The fact that Adil is a permanent resident should give him the right to a fair trial, the same as any other Canadian citizen. Permanent residents are even more vulnerable because Canada collaborates with police states. One of the Judges summarized the argument of Doyon on the vulnerability of permanent residents with security certificates by saying “If you don’t smile well to CSIS you will have problems…”
Briefly, what Doyon is asking in the name of Adil Charkaoui is the right to a fair trial without secret evidence, just like criminal or civil trials. A judge seemed to wake up and understand the importance of the issue in front of him. He asked: “So, if I understand correctly, you want us to free the detainees and abolish security certificates?!” Doyon humbly answered that she was only asking for the liberation of Adil Charkaoui, but that this should logically lead to the liberation of the others as well…
The Crown prosecutors reacted to Doyon’s arguments. One of them first asked if Judge Noel was correct or not, to separate the issues of the certificate from the constitutional issues (“Did he have one or two hats or a big hat?”). He was so not convincing that one judge asked him if he had “an exit door”! Then, another prosecutor took the stand with jurisprudence, and said that it would mean “a 180 degree turn” in closed-door hearings matters if we abolished secret trials. He said that secret evidence was “the exception” because a judge can test the evidence himself during secret hearings and decide if he wants to divulge it. He also made a weird comment saying that since September 11th, the judicial power has to believe the executive branch because it is better informed (and what about the independence of the courts?!). On the permanent resident status of Adil Charkaoui, the prosecutor said that it was an option for legislators to anticipate situations where we can remove the right of residence for reasons of… national security. About the indefinite detention of Adil Charkaoui, the prosecutor underlined the fact that this detention was pre-emptive and that its goal is to “protect the public” and to ensure that the accused is present in court… To justify the fact that Adil’s conditional liberation was denied three times, he said that the danger can’t be evaluated because as long as Adil doesn’t testify, we are in an absence of facts! He repeated the three questions that the judge-crown-prosecutor Simon Noel asked Adil, of which Doyon said that they include “all of his life”, and said that if he testified to say that he is not a threat, “maybe” he would be released… The prosecutor also said that Adil could testify to contradict the evidence (that he doesn’t know) to compensate for the absence of a fair trial!

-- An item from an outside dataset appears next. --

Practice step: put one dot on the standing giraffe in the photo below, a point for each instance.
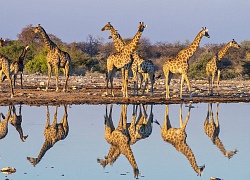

On the question of knowing if the security certificates have extending excessive power because of the vague definition of “motives for believing there is a danger against national security”, the prosecutor did not respond to the question of knowing if these trials were “appropriate”, he only simple responded that they were “acceptable”. The Crown prosecutor, concluded by stating that “it is an imperfect system” but that Doyon was exaggerating! He also spoke of the “creativity” of the defense lawyer. Doyon replied by saying that the jurisprudence used by the Crown, like those listed by Judge Noel, does not apply in the context of security certificates, and that they were being taken out of their context. Finally, Doyon reminded the court that security certificate trials also violate the law against expulsing people to torture.